A Typical Sabbath Day in An Early Church
The church bell begins to toll and the congregation throngs the meeting-house steps. It is a day of greetings, the social exchange, the news of the day. The pastor emerges from the parsonage in gown and bands and powdered wig, three-cornered hat, knee breeches, woolen stockings, and silver shoe buckles. The bell will not stop tolling until he passes through the the double doors and goes into the high pulpit under the great sounding board. The deacons are seated in their railed pew beneath the pulpit.
There is no stove. For fifty-one years the frosty air of the new meeting house was heated only by the women's foot stoves and the cracking together of frozen boot heels. The parson sometimes preached in a heavy homespun cloak. At noontime, he was grateful indeed for the roaring fire in the great kitchen of the parsonage, at the tavern barroom, and at the hospitable neighbors' open houses.
The congregation stands up to pray--except for those with body infirmities, and it sits down to sing the hymns. The vanished customs of the early American church could fill a lengthy book. Because the church was the center of all village life, it seems odd that its ways have changed so much as they have.
The church bell, for example, was once a sort of town crier; it spoke to tell of births and deaths, of fire and war. After a death, the bell greeted the morning with "three times three for a man, and three times two for a woman." Then after a short silence, the bell pealed out the number of years the dead person had lived.
All church bells rang three times a day, at seven o'clock in the morning, at noon, and at nine o'clock for curfew. Striking each hour is a recent custom.
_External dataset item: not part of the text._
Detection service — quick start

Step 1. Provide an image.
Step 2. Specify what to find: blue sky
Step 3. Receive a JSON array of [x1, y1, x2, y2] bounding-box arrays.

At evening, the last ringing was followed by strokes indicating the day of the month, a signal for many a farmer to turn to his farm diary and complete the day's entry.
The tone and range of its church bell was the talk and pride of every village. The ways of the weather were often sensed by the sound of the bell. Any old-timer could tell you which way the wind was blowing, whether the barometric pressure was up or down, and what tomorrow's weather was going to be by the church bell's muffled hollowness or its crisp clarity.